Later, as he walked away, he recalled a work by another French military engineer, Cormontaingne, who had described in his imaginary Journal of the Attack of a Fortress the inevitable progress of a siege through its various stages up to the thirty-fifth day, ending with the words: “It is now time to surrender.” That, at least, was one option not open to the Collector.
The Collector, conscious of himself gently floating in the blue prism of his daughters’ telescope like a snake in a bottle of alcohol, now had to cross the most dangerous piece of ground within the enclave.
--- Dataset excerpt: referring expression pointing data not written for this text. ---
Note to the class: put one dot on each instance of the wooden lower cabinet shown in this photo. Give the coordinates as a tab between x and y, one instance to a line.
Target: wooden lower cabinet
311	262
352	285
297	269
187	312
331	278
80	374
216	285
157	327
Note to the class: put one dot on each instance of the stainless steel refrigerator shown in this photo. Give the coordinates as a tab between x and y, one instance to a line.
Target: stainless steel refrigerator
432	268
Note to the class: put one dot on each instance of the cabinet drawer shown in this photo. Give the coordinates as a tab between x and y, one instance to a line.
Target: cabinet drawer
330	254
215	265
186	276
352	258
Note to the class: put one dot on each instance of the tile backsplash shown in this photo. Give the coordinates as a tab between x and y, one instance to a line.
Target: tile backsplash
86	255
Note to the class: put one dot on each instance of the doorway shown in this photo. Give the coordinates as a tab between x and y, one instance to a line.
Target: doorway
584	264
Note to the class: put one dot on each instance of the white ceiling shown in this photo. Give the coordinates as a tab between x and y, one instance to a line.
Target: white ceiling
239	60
He strode out firmly, pulling down the peak of his pith helmet and lowering his head as if walking into a blizzard. It was here on this lawn, green and wellwatered during the magnificent Indian winter, that he had been host to many enjoyable garden parties. Over there, beneath that group of now shattered eucalyptus trees, had stood the band of one of the infantry regiments. Once he had looked out from the upper verandah of the Residency as the bandsmen were assembling; it was evening and somehow the deep scarlet of their uniforms against the dark green of the grass had stained his mind with a serious joy … so that even now, in spite of everything, those two colours, scarlet and dark green, still seemed to him the indelible colours of the rightness of the world, and of his place in it. Looking towards the river as he skirted a shell crater, across a parched brown desert dotted with festering animals, he had to make an effort of imagination to perceive that this was indeed the same place where he and his guests had sat drinking tea.